1. Without intellectual property protection, your ideas may be copied by others
Economists tell us that copying is good for the economy because it leads to increased competition in the marketplace and to lower prices for consumers. Whilst copying may be good for the economy, it’s not good for inventors to have their ideas taken and prices driven down before they have an opportunity to make a profit.
2. There are different types of intellectual property protection
The owner of a patent has the right to stop others making, using and/or selling (etc) the invention covered by the patent. The invention could be product and/or a method. Standard patents last for up to 20 years. Many countries have shorter term patents intended to cover ‘lesser’ inventions. The Australian innovation patent lasts for up to eight years.
The owner of a design registration (AKA design patent) has the right to stop others making, using and/or selling (etc) products covered by the registration. Australian design registrations last for up to 10 years and cover the appearance of a product. Design registrations cannot be used stop competitors making, using and/or selling products that look different to the registered design, even if the competitor’s product incorporates copied functional features.
Trade marks can be registered in relation to selected goods and/or services. The owner of a trade mark registration has the right to stop others using the registered trade mark as a trade mark in relation to the selected goods and/or services. A trade mark is sign, such as a name and/or a logo, that can be used to give a purchaser an indication of the origin of the goods and/or services.
Chain Rammer Patent - via Wikimedia Commons
3. It’s important to keep the idea secret
General speaking, an invention and design must be kept secret until a patent application and/or a design application has been filed, if patent or design protection is of interest. If not, your patent or design protection could be ruled invalid.
Australia, the US and Canada have grace periods for applying for patent protection.

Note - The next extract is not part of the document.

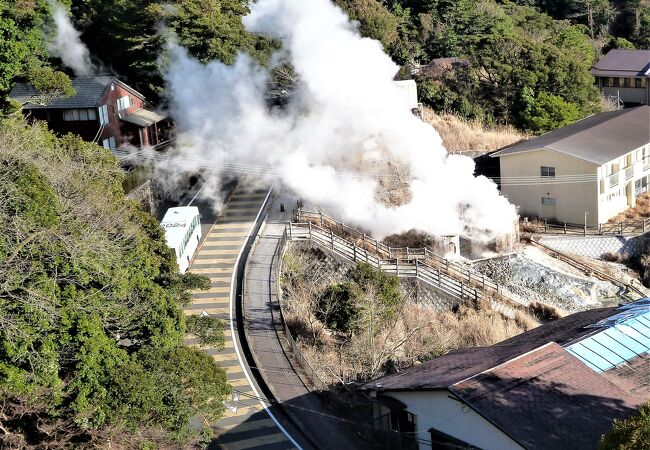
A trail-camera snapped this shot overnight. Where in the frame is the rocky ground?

These are best viewed as fall-back options that may allow you to salvage the situation if you’ve failed to keep the secret.
4. Intellectual property protection isn’t enough
Patent, design and trade mark protection should be part of a broader business plan. IP protection by itself will not lead to revenue. Typically, it’s a long road from a good idea, even a good patented idea, to a profitable business.
Turning a good idea into profit will likely involve finding a manufacturer, establishing distribution channels and marketing. All of this will take time, money and hard work. It’s important to budget for this before starting on a project that you can’t afford to follow through. Even if you plan to sell your idea, say selling your patent application at an early stage, finding a buyer isn’t as easy as it sounds.
5. A good adviser can make all the difference
Any attempt to navigate the intellectual property system without the aid of an experienced professional adviser is unlikely to be successful. Talk to a number of advisers before settling on one.
Typically, IP advisers are highly specialised. One patent attorney may focus on mechanical inventions whilst another specialises in organic chemistry. If patent protection is of interest, it’s important to find a patent attorney with a background that matches your invention.
Indeed, it may well be appropriate to settle on more than one adviser. In the past, most patent attorneys were also trade marks attorneys. This is no longer true. So if trade mark protection is of interest, that may well require a different adviser with a different set of skills.